Like the British, the Dutch have the interests of a major market player at stake. Gasunie surpasses British Gas as the EU's largest supplier of natural gas and wants to build a pipeline linking the 'interconnector' from the UK to Zeebrugge with the Netherlands, Germany and ultimately Russia.

But some UK government and industry officials, who are hoping for the most liberal deal on gas possible, fear that The Hague's need to be above the fray during its presidency will deprive the liberal camp of a tough proponent at a critical time.
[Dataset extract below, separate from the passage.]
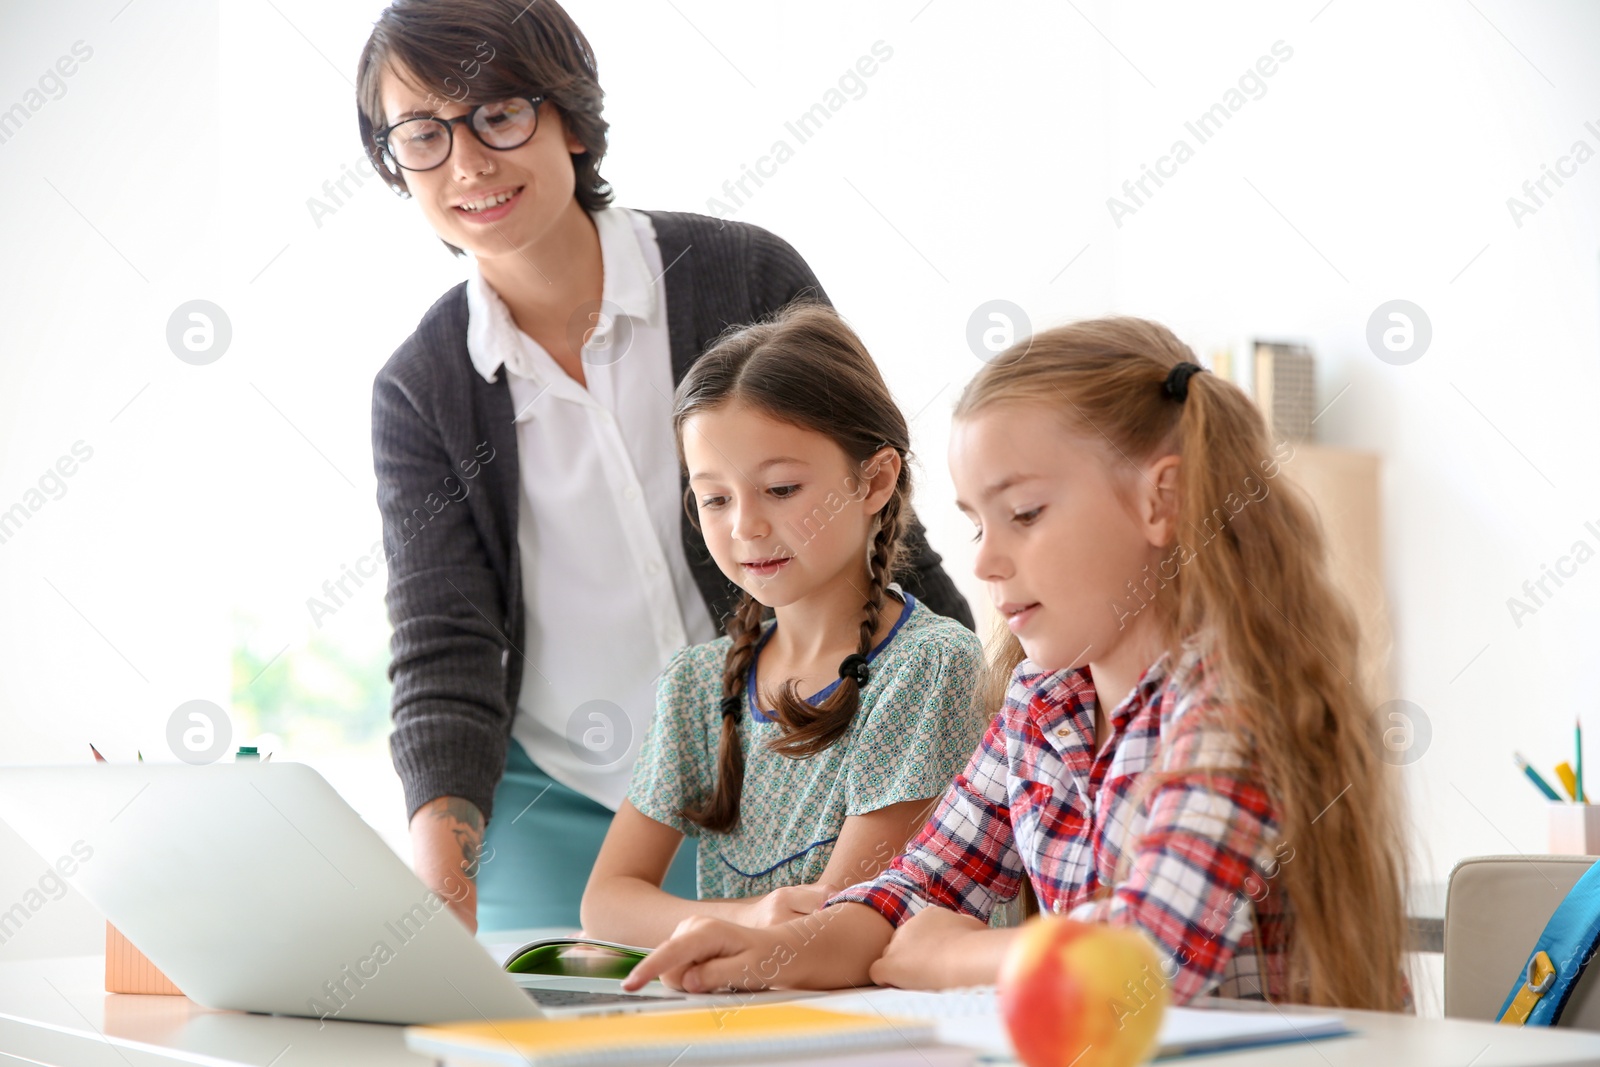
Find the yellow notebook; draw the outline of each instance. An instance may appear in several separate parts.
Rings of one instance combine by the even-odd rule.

However, Stan Dessens, the director-general for energy at the Dutch ministry of economic affairs who will be largely responsible for getting a gas deal through the Council of Ministers, plays down British fears.

“I have the impression even from the British that they are glad the Netherlands has taken over at such a delicate moment in the gas negotiations,” he says. “With the Netherlands in the presidency and being on the liberal side, the chances for having proposals in a liberal direction are better.”
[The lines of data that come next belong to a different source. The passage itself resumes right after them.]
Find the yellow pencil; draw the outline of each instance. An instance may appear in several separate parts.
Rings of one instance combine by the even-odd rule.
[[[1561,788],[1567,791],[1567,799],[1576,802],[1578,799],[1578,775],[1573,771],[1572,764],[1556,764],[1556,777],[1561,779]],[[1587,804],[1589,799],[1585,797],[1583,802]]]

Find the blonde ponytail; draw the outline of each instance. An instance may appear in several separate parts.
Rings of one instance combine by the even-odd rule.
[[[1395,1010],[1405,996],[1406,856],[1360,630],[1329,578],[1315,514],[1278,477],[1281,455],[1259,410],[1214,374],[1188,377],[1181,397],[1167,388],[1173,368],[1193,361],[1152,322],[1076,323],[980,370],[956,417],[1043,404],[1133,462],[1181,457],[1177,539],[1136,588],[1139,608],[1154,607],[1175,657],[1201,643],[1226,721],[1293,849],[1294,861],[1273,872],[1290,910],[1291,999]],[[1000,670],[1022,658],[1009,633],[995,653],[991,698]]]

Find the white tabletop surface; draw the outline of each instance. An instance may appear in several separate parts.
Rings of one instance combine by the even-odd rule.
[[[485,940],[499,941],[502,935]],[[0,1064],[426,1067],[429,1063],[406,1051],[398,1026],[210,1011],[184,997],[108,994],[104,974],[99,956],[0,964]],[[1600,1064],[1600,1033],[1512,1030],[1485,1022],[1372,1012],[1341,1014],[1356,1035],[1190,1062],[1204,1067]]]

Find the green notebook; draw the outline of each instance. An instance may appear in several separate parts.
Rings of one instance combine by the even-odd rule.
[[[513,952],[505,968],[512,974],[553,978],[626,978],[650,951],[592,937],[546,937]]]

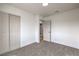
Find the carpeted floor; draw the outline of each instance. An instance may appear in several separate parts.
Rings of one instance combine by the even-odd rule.
[[[79,56],[79,50],[57,43],[42,41],[3,54],[3,56]]]

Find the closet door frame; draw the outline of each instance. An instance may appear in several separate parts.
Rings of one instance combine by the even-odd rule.
[[[16,46],[14,43],[12,43],[12,24],[11,24],[11,17],[12,16],[14,16],[14,17],[18,17],[19,18],[19,42],[18,43],[16,43],[16,44],[18,44],[18,47],[15,47],[14,48],[14,46]],[[15,26],[16,27],[16,26]],[[20,39],[21,39],[21,35],[20,35],[20,33],[21,33],[21,25],[20,25],[20,16],[17,16],[17,15],[13,15],[13,14],[9,14],[9,47],[10,47],[10,50],[14,50],[14,49],[18,49],[18,48],[20,48]],[[16,34],[15,34],[16,35]],[[13,46],[12,46],[13,45]]]

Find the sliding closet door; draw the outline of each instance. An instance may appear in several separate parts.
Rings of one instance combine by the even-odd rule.
[[[20,17],[9,15],[10,23],[10,49],[14,50],[20,47]]]
[[[9,51],[8,14],[0,12],[0,54]]]

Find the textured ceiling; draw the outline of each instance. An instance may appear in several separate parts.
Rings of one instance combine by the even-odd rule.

In all the talk about the Dutch and their miracle, the special nature of the Netherlands is often overlooked.

While unemployment is relatively low and falling, many of the jobless are classed as 'invalids' and do not count in the official figures as they would elsewhere.

The country's commercially minded utility companies are also in a charmed position.

Gasunie and the government have taken a long time to come around to gas liberalisation and, while it is certainly true that KPN is a largely private-sector company, it also has a monopoly in most postal services and dominates the telecoms market.

And when NS comes to the market, it will also be sold off as a vertically integrated company able to compete strongly with foreign rivals if they are allowed on to the rails it will also own and manage.